# Fixer Question



## El Vasquez (Feb 24, 2009)

Hi everyone!

I recently got a job as Lab Tech in a darkroom. Never thought I'd have that good ol fix smell on my hands again! Smells like home. 

My question is how long is fix good for? I know it gets spent due to silver saturation, but does it also oxidize and become useless? We've been going through it like crazy, and I'm looking to cut down on the waste.

Thanks.


----------



## ann (Feb 24, 2009)

sounds as if you will have more silver deposits than oxidation.

get some hypocheck and start checking the fixer every day.

when it becomes worn out and tired it will leave a milky color when a drop of hypocheck is place in the beaker.

you can also check the website of the manufactor and they should give you an idea of how many inches of paper or film can be used in a specific amount of fixer.

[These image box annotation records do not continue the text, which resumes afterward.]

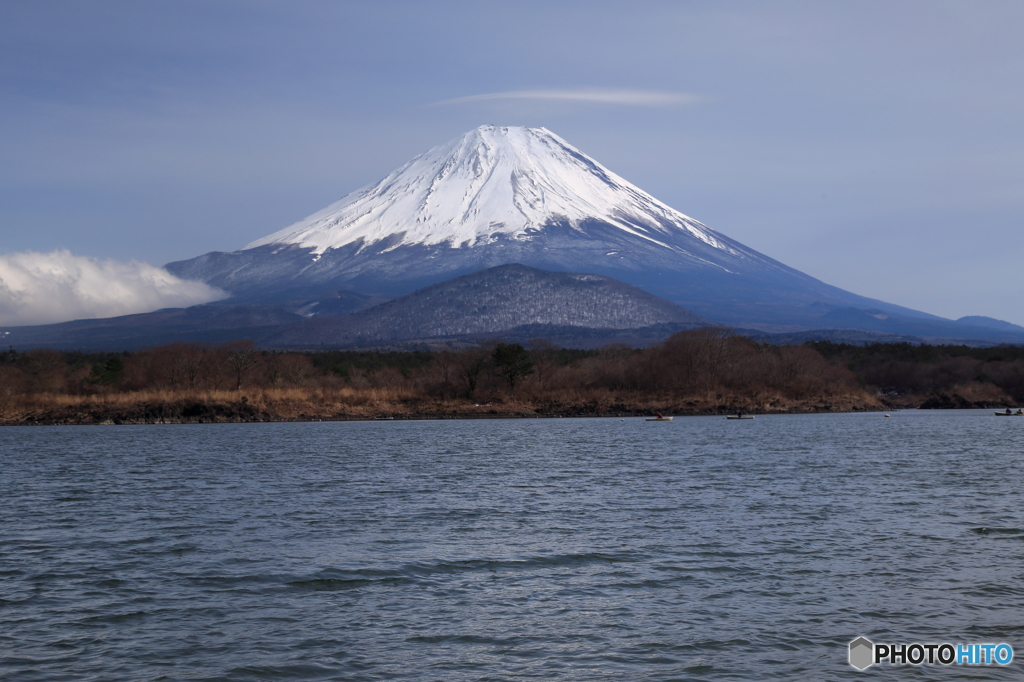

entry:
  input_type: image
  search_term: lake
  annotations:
[0,411,1024,681]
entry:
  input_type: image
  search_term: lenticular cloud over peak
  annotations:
[0,251,227,326]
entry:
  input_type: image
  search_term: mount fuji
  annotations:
[166,125,949,329]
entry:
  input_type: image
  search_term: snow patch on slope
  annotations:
[245,126,736,254]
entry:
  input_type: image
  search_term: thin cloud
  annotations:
[434,88,706,106]
[0,251,227,326]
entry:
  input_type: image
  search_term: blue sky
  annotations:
[0,0,1024,324]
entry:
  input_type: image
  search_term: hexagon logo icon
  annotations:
[850,637,874,670]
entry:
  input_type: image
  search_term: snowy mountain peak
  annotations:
[245,125,735,254]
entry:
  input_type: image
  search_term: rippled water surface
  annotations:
[0,412,1024,680]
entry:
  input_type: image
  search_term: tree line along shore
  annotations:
[0,328,1024,425]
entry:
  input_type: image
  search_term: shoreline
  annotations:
[0,400,894,426]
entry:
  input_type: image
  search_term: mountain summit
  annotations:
[167,126,937,327]
[245,126,741,255]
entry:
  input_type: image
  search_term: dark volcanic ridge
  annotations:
[261,264,714,347]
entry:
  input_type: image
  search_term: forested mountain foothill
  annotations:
[0,328,1024,424]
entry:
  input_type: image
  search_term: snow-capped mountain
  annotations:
[167,126,942,325]
[245,126,737,254]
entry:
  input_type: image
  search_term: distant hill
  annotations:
[956,315,1024,334]
[260,264,714,347]
[0,305,302,350]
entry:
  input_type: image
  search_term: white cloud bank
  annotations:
[0,251,227,326]
[434,88,706,106]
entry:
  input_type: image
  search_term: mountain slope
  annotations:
[167,126,938,326]
[260,264,712,346]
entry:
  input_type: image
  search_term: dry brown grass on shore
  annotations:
[0,387,883,424]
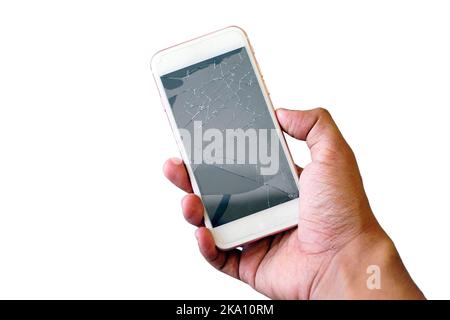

After a while you should be able to tell it is running out of steam just by the change in color. It starts to look a bit on the "yellow" side rather than clear.


----------



## El Vasquez (Feb 24, 2009)

ok ,so i should just wait for silver exhaustion and not worry about oxidation? Some days these kids only do a few prints, but the fix is out for 8 hours. It is definitely not saturated. So bottling and using the next day is fine?


----------



## Christie Photo (Feb 24, 2009)

El Vasquez said:


> Some days these kids only do a few prints, but the fix is out for 8 hours. It is definitely not saturated. So bottling and using the next day is fine?



I'm sure it will be fine.

What sort of volume are you talking about?  A quart?

Kodak says their stuff is good for a week in a tray.  That's without use.  You'll have to calculate how many prints it will take to exhaust the solution.

-Pete


----------



## ann (Feb 24, 2009)

cover the tray with a larger one while the fixer is just sitting around waiting for others to come back to use the lab.

you will have evaporation issue if you don't.


----------



## El Vasquez (Feb 25, 2009)

Great. Thanks for the quick reply. 

They've been going through a gallon or two a day, and i know it's mostly not saturated.Thanks again. 

Enjoy!


----------